AVA and Rideence Collaborate to Launch Kenya’s First Dedicated EV Assembly Line

Rideence Africa Limited, the electric mobility firm known for Kenya’s rapidly expanding lease-to-drive EV model, has entered into a KSh 320 million agreement with Associated Vehicle Assemblers (AVA) to begin assembling electric vehicles locally in Mombasa. The move positions Kenya as a rising manufacturing hub for electric mobility in East Africa.

Under the deal, 152 electric vehicles will be assembled from Completely Knocked Down (CKD) kits by the end of February 2026. The first production batch will include 132 Henrey electric taxis and 20 Joylong high-roof electric matatus, primarily serving the public transport and ride-hailing sectors, where fuel and operating costs are particularly high.

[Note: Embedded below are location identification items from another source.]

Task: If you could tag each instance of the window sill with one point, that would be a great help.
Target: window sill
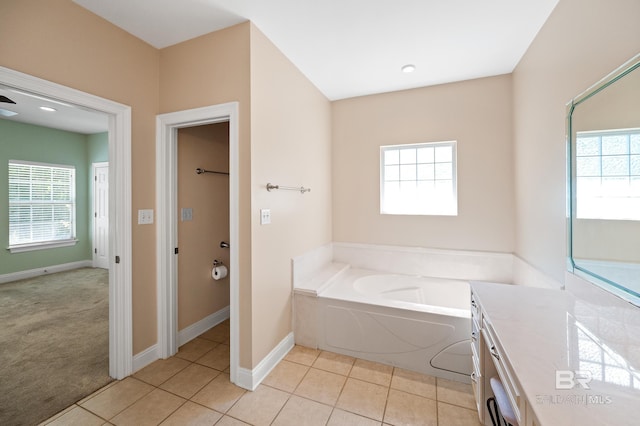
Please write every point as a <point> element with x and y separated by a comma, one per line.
<point>41,246</point>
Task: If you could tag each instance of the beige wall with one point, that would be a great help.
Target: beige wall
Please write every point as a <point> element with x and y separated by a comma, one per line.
<point>290,145</point>
<point>207,195</point>
<point>477,114</point>
<point>210,70</point>
<point>582,41</point>
<point>61,42</point>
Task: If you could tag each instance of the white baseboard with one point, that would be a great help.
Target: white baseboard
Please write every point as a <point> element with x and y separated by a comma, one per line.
<point>250,379</point>
<point>31,273</point>
<point>144,358</point>
<point>194,330</point>
<point>151,354</point>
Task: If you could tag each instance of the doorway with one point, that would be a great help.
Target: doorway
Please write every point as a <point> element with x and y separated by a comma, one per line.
<point>120,269</point>
<point>167,220</point>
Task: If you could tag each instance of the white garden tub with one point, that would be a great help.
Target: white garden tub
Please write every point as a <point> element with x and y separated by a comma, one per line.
<point>417,323</point>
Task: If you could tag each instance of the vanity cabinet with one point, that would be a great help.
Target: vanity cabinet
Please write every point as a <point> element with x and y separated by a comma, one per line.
<point>489,361</point>
<point>561,360</point>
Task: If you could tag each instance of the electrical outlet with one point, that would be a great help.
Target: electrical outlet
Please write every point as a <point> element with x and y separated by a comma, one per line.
<point>265,216</point>
<point>145,216</point>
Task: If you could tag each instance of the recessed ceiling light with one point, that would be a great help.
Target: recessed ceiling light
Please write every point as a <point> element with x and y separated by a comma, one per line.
<point>7,113</point>
<point>408,68</point>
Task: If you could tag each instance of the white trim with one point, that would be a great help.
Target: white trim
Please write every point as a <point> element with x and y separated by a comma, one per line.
<point>167,126</point>
<point>250,379</point>
<point>120,295</point>
<point>189,333</point>
<point>36,272</point>
<point>144,358</point>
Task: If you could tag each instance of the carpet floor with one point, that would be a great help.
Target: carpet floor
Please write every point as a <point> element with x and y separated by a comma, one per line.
<point>54,343</point>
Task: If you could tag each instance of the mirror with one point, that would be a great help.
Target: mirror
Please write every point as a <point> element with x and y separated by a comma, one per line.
<point>603,136</point>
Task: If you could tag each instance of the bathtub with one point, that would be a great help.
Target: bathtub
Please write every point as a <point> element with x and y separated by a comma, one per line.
<point>417,323</point>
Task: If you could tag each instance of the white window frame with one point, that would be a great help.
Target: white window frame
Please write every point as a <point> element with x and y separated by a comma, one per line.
<point>52,243</point>
<point>597,201</point>
<point>433,206</point>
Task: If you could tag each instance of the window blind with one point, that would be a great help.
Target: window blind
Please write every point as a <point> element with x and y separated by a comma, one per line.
<point>41,203</point>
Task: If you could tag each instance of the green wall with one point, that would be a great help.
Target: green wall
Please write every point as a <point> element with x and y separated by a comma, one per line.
<point>27,142</point>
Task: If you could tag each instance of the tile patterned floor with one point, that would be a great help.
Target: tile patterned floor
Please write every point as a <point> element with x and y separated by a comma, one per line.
<point>308,387</point>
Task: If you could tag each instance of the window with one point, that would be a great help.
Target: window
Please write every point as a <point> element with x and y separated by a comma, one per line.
<point>418,179</point>
<point>41,205</point>
<point>608,175</point>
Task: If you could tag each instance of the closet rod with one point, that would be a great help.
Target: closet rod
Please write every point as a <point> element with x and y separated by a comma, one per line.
<point>302,189</point>
<point>201,171</point>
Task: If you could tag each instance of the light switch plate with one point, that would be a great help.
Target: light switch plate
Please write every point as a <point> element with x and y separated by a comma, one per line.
<point>187,214</point>
<point>145,216</point>
<point>265,216</point>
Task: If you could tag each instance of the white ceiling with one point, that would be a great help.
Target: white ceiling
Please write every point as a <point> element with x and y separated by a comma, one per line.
<point>346,48</point>
<point>65,117</point>
<point>351,48</point>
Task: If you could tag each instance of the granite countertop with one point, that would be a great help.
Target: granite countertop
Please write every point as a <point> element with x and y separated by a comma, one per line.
<point>543,331</point>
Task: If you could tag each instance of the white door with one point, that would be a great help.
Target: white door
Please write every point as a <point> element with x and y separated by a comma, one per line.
<point>101,215</point>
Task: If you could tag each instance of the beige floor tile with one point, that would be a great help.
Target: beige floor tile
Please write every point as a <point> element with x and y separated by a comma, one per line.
<point>230,421</point>
<point>220,333</point>
<point>342,418</point>
<point>102,389</point>
<point>217,358</point>
<point>303,412</point>
<point>321,386</point>
<point>220,394</point>
<point>415,383</point>
<point>161,370</point>
<point>193,415</point>
<point>364,398</point>
<point>407,409</point>
<point>335,363</point>
<point>372,372</point>
<point>195,349</point>
<point>76,416</point>
<point>452,415</point>
<point>190,380</point>
<point>286,376</point>
<point>118,397</point>
<point>150,410</point>
<point>456,393</point>
<point>302,355</point>
<point>259,407</point>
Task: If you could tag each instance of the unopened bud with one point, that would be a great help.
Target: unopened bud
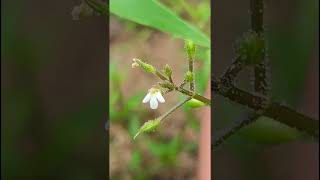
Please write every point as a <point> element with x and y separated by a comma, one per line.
<point>188,76</point>
<point>149,126</point>
<point>190,47</point>
<point>145,66</point>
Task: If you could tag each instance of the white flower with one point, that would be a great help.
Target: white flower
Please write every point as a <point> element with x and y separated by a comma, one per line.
<point>154,95</point>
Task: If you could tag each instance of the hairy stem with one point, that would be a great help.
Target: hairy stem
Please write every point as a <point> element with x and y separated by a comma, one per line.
<point>174,108</point>
<point>192,83</point>
<point>260,74</point>
<point>184,91</point>
<point>272,110</point>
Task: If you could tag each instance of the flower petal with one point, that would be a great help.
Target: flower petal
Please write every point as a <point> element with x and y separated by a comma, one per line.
<point>160,97</point>
<point>146,98</point>
<point>153,102</point>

This development marks a significant transition for Rideence, which over the past three years has relied on importing fully built electric vehicles from China while expanding a leasing model tailored to professional drivers.

Since launching in Kenya, the company has deployed more than 180 fully built EVs — including 54 electric matatus and 128 taxis — building what it describes as the largest electric ride-hailing fleet in East Africa.

Rideence’s driver-focused leasing model enables taxi operators to lease its flagship Henrey electric vehicles at KSh 2,400 per day, reducing barriers to vehicle access. The company estimates that a full charge for an EV covering roughly 200 kilometres costs about KSh 400, compared with more than KSh 2,000 in petrol for the same distance. This substantial cost difference has played a major role in encouraging adoption, especially amid rising fuel and operational expenses across the region.

According to Managing Director Minnan Yu, who noted that the company has invested more than KSh 1.4 billion in Kenya since 2023, Rideence is now shifting from being solely an operator to becoming a local manufacturer. He emphasized that the partnership represents a move from importing ready-made solutions to developing them within Kenya, with a long-term ambition to serve broader African markets.

The assembly operations will take place at AVA’s Mombasa facility. AVA currently accounts for 43 percent of Kenya’s locally assembled vehicles and collaborates with several international automotive brands.

Rideence aims to increase local content in its vehicles to more than 25 percent by 2026. In the short term, localization is expected to range between 15 and 25 percent, with a longer-term target of 40 to 60 percent. This strategy is intended to strengthen domestic supply chains, reduce reliance on imports, and limit foreign exchange exposure.

AVA’s Managing Director, Matt Lloyd, described the initiative as Kenya’s first dedicated EV assembly line, demonstrating the country’s ability to produce electric vehicles at scale. He added that local assembly will help accelerate the shift toward affordable, low-emission transport while generating employment, facilitating technology transfer, and reinforcing Kenya’s industrial growth.

To complement the expanding EV fleet, Rideence is also growing its charging infrastructure. The company currently operates 16 charging stations nationwide and plans to increase that number to 100 by the end of 2026. The expanded network is expected to support not only Rideence vehicles but also other private operators and fleet owners as electric mobility adoption continues to gain momentum.